You can summarize data by using the GROUP BY and HAVING clauses. GROUP BY organizes data into groups; HAVING sets conditions on which groups to include in the results. These clauses should be used together; HAVING used without GROUP BY can produce confusing results.
Aggregate functions return summary values, either for the whole table or for groups within the table. For this reason they are used with GROUP BY. Aggregate functions can appear in a select list or in a HAVING clause, but not in a WHERE clause.
You can use the following aggregate functions with GROUP BY (expression in this table is almost always a column name):
Aggregate function | Result |
---|---|
SUM([ALL | DISTINCT] expression) | Total of the values in the numeric expression, either all or distinct |
AVG([ALL | DISTINCT] expression) | Average of the values in the numeric expression, either all or distinct |
COUNT([ALL | DISTINCT] expression) | Number of values in the expression, either all or distinct |
COUNT(*) | Number of selected rows |
MAX(expression) | Highest value in the expression |
MIN(expression) | Lowest value in the expression |
SUM and AVG work only with numeric values. SUM, AVG, COUNT, MAX, and MIN ignore null values, but COUNT(*) does not.
Note You cannot use GROUP BY or HAVING on columns that have the text or image datatype.
The following query finds the total year-to-date sales of each publisher in the database:
SELECT pub_id, total = SUM(ytd_sales) FROM titles GROUP BY pub_id
pub_id |
total |
|
------ |
----- |
|
0736 |
28286 |
|
0877 |
44219 |
|
1389 |
24941 |
|
(3 row(s) affected) |
Because of the GROUP BY clause, only one row is returned for each publisher, and it contains the sum of all sales for that publisher.
Important The exact results of a GROUP BY clause depend on the sort order chosen during installation. For information about the effects of different sort orders, see Microsoft SQL Server Setup.
The HAVING clause sets conditions on the GROUP BY clause similarly to the way the WHERE clause interacts with the SELECT clause. The HAVING clause syntax is exactly like the WHERE clause syntax except that it can contain aggregate functions.
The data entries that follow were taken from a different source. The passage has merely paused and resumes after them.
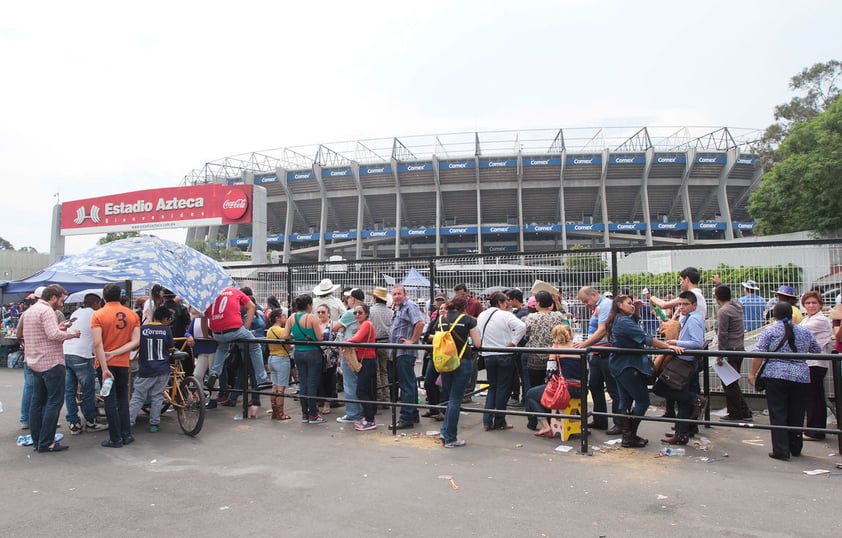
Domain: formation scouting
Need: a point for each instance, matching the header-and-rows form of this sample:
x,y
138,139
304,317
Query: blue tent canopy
x,y
47,276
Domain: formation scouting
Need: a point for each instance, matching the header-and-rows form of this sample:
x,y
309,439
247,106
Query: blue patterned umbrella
x,y
187,272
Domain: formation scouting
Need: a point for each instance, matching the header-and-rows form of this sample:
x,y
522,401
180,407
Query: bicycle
x,y
186,395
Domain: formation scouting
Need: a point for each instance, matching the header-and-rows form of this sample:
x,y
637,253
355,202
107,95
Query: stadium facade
x,y
495,192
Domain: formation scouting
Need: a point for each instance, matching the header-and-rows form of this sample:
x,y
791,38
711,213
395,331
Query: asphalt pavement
x,y
263,477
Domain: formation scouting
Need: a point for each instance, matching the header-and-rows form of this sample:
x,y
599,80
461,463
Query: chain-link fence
x,y
754,272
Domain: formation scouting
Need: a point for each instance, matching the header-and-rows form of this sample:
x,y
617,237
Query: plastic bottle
x,y
661,314
106,387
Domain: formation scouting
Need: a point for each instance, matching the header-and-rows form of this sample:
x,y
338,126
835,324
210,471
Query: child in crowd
x,y
156,346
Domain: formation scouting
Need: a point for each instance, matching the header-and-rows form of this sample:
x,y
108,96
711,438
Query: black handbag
x,y
677,373
759,380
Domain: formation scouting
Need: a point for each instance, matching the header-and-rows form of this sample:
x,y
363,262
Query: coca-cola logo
x,y
235,204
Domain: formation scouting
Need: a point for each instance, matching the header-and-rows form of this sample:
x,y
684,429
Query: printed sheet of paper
x,y
726,373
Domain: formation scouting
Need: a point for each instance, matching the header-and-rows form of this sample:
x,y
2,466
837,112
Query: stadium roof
x,y
489,143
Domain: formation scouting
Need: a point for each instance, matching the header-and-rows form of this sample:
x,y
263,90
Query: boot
x,y
630,440
634,424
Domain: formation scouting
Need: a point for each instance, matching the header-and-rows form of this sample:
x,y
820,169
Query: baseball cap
x,y
786,290
356,293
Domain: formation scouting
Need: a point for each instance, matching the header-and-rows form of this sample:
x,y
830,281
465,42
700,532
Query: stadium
x,y
495,192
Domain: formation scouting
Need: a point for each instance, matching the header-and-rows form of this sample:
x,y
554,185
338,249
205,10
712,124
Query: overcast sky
x,y
107,97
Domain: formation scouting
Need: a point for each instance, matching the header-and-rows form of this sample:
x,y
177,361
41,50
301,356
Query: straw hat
x,y
540,285
325,287
381,293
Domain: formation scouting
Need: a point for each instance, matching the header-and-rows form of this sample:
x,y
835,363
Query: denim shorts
x,y
279,368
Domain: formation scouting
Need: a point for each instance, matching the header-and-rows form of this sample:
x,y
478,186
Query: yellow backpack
x,y
446,357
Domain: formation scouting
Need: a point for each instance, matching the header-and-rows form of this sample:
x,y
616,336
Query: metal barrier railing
x,y
583,354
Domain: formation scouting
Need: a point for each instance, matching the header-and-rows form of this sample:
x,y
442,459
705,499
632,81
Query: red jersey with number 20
x,y
224,313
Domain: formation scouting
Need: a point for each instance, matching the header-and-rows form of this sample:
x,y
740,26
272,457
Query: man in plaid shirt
x,y
43,336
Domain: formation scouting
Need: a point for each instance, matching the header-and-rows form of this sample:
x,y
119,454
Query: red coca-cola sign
x,y
235,204
173,207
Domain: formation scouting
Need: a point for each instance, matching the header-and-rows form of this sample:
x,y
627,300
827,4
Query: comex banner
x,y
175,207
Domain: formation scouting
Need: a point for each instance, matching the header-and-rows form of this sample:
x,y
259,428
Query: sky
x,y
101,98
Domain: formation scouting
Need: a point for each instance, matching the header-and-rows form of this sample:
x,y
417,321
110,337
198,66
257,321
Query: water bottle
x,y
661,314
106,387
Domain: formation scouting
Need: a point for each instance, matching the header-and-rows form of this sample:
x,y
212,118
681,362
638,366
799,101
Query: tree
x,y
803,190
818,88
115,236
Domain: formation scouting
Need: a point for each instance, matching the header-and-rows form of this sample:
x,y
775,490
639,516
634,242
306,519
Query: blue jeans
x,y
47,394
26,396
599,381
349,386
684,400
365,378
405,365
117,405
224,345
309,365
632,388
454,384
152,389
80,371
500,370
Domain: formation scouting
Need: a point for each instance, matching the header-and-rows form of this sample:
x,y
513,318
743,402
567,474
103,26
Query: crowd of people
x,y
129,349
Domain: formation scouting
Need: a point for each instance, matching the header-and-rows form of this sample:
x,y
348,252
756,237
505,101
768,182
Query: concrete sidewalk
x,y
261,476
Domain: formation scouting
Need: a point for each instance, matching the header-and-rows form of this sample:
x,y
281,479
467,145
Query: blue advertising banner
x,y
336,172
584,159
710,159
458,230
418,232
301,174
709,226
462,250
669,159
304,237
542,161
457,165
626,226
492,249
340,236
368,234
627,159
415,167
501,229
669,226
368,170
597,227
544,228
498,163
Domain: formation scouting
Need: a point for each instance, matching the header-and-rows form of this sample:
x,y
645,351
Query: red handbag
x,y
556,394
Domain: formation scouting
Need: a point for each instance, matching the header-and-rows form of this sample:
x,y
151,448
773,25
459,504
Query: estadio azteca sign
x,y
175,207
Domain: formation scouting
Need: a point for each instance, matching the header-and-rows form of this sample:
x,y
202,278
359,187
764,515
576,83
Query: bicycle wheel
x,y
191,409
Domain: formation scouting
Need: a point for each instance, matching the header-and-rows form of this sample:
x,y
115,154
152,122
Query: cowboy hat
x,y
325,287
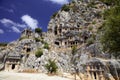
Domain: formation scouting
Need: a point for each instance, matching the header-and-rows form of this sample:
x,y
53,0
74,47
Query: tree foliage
x,y
38,30
65,8
51,66
39,53
111,30
46,45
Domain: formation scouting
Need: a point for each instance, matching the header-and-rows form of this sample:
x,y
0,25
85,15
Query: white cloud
x,y
6,9
32,23
61,2
1,31
8,22
15,29
11,25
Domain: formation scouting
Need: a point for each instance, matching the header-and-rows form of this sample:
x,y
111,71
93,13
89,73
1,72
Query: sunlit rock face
x,y
103,69
75,26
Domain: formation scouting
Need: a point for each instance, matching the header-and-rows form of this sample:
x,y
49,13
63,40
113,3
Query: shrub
x,y
90,41
65,8
3,44
74,49
37,40
46,46
39,53
25,37
54,15
38,30
51,66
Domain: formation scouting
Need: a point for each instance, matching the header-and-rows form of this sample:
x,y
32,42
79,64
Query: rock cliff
x,y
75,25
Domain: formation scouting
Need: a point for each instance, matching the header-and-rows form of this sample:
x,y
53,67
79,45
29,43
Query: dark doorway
x,y
95,75
13,66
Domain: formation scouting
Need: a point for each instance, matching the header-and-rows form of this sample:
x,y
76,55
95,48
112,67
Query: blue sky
x,y
15,15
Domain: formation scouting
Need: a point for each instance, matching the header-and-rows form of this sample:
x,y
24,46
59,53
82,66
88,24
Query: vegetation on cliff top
x,y
111,28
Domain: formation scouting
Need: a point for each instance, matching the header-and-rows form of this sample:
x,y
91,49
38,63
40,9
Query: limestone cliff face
x,y
76,22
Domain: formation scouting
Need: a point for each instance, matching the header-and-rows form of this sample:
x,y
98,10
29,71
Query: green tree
x,y
38,30
110,38
39,53
51,66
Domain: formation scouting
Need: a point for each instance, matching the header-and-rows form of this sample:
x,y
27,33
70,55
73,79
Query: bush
x,y
54,15
38,30
3,44
37,40
46,46
25,37
90,41
51,66
39,53
74,49
65,8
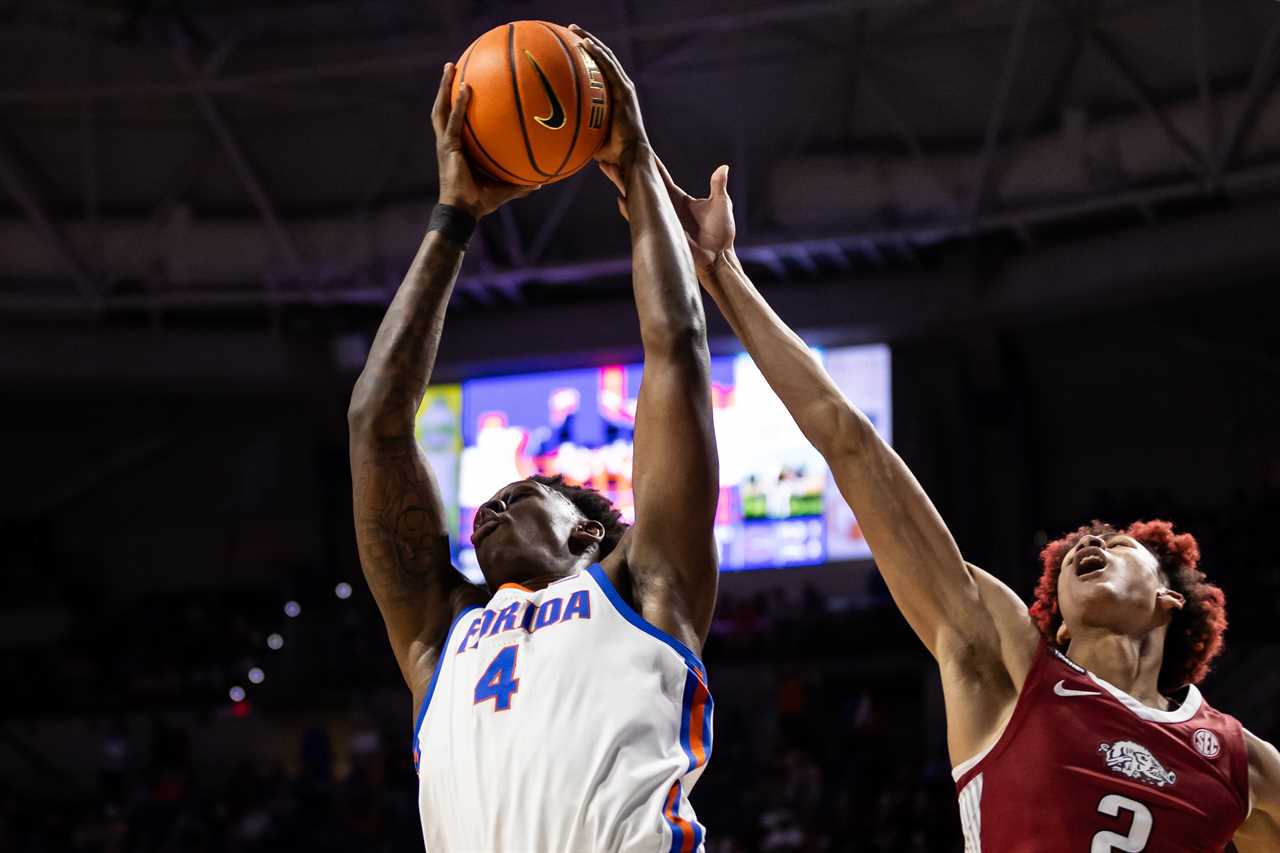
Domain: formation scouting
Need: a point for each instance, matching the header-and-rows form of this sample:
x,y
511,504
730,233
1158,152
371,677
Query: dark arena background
x,y
1051,226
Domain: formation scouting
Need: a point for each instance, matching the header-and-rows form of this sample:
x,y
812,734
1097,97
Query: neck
x,y
536,576
1129,662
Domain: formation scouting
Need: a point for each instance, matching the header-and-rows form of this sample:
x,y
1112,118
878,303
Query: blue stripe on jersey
x,y
686,717
639,621
435,674
677,834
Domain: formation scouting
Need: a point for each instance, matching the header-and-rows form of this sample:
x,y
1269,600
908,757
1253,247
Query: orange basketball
x,y
539,104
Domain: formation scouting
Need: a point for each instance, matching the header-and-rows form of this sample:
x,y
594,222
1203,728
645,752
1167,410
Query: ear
x,y
586,533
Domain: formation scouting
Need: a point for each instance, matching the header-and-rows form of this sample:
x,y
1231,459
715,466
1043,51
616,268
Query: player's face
x,y
524,530
1110,582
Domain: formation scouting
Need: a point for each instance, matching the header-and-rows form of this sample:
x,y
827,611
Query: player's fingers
x,y
672,187
615,174
720,182
602,54
457,115
440,109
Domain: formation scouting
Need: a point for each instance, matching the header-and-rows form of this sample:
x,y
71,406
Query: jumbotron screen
x,y
778,505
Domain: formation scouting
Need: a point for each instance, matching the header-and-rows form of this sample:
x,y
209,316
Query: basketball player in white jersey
x,y
1074,725
562,707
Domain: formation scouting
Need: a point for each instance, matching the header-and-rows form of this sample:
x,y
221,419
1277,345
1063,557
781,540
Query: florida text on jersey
x,y
561,720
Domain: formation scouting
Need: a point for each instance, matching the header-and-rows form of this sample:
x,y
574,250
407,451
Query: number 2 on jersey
x,y
498,680
1139,831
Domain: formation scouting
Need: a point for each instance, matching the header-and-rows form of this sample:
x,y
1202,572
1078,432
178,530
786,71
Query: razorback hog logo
x,y
1136,761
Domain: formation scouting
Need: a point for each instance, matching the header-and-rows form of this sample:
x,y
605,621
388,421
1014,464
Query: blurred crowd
x,y
823,739
813,770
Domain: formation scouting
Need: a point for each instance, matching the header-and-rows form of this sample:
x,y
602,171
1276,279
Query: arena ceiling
x,y
167,163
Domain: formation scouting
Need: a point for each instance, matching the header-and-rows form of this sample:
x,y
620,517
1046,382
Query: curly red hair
x,y
1196,632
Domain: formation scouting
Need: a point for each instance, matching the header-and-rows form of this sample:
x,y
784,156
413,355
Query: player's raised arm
x,y
671,552
1261,831
956,610
400,516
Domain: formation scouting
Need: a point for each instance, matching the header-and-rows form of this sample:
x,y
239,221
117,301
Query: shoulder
x,y
1016,638
657,598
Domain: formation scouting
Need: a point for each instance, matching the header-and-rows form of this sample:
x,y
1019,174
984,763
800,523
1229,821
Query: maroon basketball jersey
x,y
1084,767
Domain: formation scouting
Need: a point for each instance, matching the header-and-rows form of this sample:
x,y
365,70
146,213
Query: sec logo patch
x,y
1206,743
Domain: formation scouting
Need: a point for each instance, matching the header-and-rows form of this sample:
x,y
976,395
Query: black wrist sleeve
x,y
455,223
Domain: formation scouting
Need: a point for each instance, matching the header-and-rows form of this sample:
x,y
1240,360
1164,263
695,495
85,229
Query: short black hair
x,y
594,506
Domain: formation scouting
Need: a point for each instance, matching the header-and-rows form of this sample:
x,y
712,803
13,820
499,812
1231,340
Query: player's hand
x,y
626,126
460,185
708,222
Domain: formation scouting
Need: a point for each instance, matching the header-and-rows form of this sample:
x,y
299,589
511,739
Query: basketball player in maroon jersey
x,y
1072,725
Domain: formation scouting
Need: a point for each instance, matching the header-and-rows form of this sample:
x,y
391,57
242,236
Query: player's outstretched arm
x,y
1261,831
671,552
968,619
400,516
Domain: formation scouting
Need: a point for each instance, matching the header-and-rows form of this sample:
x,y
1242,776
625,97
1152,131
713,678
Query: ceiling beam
x,y
1266,69
19,185
1112,269
248,177
1000,108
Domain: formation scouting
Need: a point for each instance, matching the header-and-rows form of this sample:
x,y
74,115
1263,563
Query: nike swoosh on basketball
x,y
556,121
1065,690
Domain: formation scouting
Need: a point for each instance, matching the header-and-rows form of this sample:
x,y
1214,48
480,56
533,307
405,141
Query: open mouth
x,y
488,525
1091,560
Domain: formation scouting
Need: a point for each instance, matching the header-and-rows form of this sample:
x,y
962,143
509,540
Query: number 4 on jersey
x,y
498,680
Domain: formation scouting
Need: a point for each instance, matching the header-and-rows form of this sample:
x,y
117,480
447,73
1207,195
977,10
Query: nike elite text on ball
x,y
539,105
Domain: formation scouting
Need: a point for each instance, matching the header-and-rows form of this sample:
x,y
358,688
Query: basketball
x,y
539,104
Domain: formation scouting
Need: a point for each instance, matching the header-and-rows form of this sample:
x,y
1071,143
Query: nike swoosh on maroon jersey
x,y
1065,690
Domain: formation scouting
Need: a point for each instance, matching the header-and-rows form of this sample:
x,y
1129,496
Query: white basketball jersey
x,y
561,721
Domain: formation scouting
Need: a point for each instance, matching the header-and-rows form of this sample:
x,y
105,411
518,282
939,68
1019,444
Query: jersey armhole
x,y
1015,720
435,674
629,614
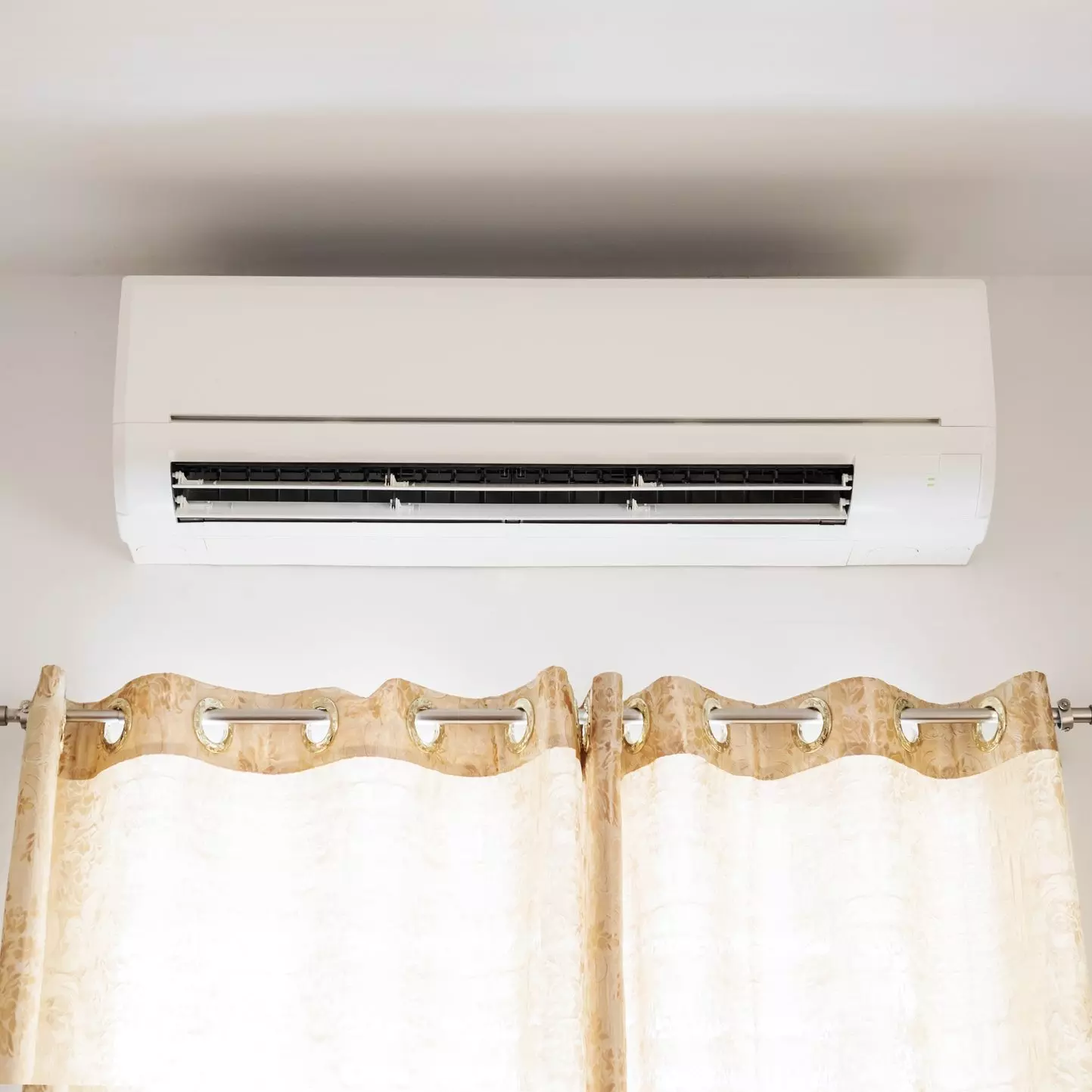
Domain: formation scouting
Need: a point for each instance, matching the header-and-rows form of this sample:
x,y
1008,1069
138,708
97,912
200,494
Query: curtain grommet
x,y
998,707
521,745
900,705
126,710
642,708
210,745
330,708
820,707
418,705
707,708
If, for example, you want to see the publishers who have had year-to-date sales greater than $40,000, use this query:
SELECT pud_id, total = SUM(ytd_sales) FROM titles GROUP BY pub_id HAVING SUM(ytd_sales) > 40000
If, for example, you want to make sure that there are at least six books involved in the calculations for each publisher, use HAVING COUNT(*) > 5 to eliminate the publishers that return totals for fewer than six books. The query looks like this:
SELECT pub_id, total = SUM(ytd_sales) FROM titles GROUP BY pub_id HAVING COUNT(*) > 5
pub_id |
total |
------ |
----- |
0877 |
44219 |
1389 |
24941 |
(2 row(s) affected)
With this statement, two rows are returned. New Moon Books (0736) is eliminated.
For a detailed description of GROUP BY, HAVING, and aggregate functions, see Displaying Totals with GROUP BY or COMPUTE.